Archaeologists define Mesoamerica as a geographic area with shared basic cultural traits: agriculture based on maize, beans, and squash; Stone Age technology; society and economy organized around the agricultural village; leadership from a small elite class of kings and nobles; and fatalistic religion. As part of this area, West Mexico shared social institutions and belief systems with other cultures earlier and later in time. The ceremonial ball game played throughout Mesoamerica was clearly an important institution in West Mexico, and ball players are commonly represented among tomb figures. Symbols of rulership found in other areas, such as conch shells, seated position, and nose beads, appear in figures from elite shaft tombs.

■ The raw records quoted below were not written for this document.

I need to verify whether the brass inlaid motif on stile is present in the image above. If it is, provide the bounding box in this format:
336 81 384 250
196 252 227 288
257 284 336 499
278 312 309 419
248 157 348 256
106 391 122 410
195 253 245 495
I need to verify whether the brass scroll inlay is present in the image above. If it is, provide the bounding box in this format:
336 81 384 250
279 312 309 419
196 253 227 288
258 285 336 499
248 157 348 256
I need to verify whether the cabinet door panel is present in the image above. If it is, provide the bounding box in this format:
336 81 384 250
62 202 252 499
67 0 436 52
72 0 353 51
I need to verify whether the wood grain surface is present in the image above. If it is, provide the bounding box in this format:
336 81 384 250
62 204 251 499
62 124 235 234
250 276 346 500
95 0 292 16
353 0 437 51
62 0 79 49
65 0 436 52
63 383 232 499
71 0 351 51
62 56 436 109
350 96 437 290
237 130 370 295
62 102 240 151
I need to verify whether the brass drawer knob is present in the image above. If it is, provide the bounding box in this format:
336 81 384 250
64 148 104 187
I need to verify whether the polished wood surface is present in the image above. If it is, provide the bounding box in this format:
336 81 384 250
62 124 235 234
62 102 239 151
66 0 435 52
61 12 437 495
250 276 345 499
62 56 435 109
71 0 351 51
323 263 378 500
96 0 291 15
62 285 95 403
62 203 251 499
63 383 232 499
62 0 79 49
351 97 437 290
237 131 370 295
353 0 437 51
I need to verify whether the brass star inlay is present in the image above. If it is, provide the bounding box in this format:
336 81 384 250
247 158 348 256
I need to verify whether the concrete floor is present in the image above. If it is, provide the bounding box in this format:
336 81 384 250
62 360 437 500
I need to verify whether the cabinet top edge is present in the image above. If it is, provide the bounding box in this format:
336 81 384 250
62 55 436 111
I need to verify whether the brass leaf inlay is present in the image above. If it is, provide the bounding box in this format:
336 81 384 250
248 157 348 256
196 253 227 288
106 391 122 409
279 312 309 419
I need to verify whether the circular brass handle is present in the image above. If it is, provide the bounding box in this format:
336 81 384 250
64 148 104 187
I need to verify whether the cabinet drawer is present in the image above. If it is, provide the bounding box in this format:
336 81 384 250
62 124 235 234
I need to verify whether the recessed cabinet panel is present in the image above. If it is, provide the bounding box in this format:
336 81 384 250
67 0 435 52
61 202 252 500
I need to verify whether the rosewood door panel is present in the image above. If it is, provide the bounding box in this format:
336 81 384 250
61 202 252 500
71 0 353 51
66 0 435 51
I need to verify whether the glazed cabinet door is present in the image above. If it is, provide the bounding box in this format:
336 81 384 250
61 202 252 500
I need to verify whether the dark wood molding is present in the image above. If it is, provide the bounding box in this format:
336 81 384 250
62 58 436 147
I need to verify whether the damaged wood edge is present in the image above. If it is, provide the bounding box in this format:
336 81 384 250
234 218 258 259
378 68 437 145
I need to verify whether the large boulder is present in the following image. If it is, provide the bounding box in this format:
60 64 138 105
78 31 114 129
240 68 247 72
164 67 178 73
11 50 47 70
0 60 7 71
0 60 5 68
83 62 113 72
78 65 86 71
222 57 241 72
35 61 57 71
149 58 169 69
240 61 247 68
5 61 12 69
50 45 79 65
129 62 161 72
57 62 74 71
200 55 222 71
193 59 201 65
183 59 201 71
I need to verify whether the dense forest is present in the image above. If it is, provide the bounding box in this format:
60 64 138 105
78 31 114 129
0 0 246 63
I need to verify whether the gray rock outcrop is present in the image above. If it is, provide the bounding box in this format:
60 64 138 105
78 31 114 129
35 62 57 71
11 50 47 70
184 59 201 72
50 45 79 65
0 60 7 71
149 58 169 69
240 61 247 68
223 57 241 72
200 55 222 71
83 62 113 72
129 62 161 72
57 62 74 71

Anthropologist Patricia Anawalt sees obvious connections between cultures of coastal South America and West Mexico. Clothing styles, fabric patterns, and personal adornments depicted on shaft-tomb figures are strikingly similar to ones represented on figures or found at archaeological sites along the northwestern coast of South America. Ecuadorian traders sailed great distances along the Pacific coast in search of supplies of Spondylus shells, which they provided to the elite of Peru’s powerful kingdoms. One source of the mollusk for them may have been off the coast of West Mexico. The presence of shaft tombs and similar dog and bird species in South America and West Mexico, but not elsewhere in Mesoamerica, supports the culture contact theory.
Views differ on the religious content of West Mexican shaft-tomb figures, from highly secular to very sacred. For decades many art historians believed that the art showed scenes of everyday life but nothing of the supernatural. In opposition, Peter Furst argues that many of the figures represent aspects of the spiritual: shamans who intercede with spirits, transformations, and non-ordinary reality induced by drugs. He interprets seated “horned” warriors turned to the left as shamans facing evil, rather than as rulers. Furst notes that many of the whistles found in tombs must have been meant for use in the supernatural realm, since a living person cannot physically blow them. In various figures, Furst sees spirits and gods similar to those in other parts of Mesoamerica, although other scholars continue to deny that any figures represent deities.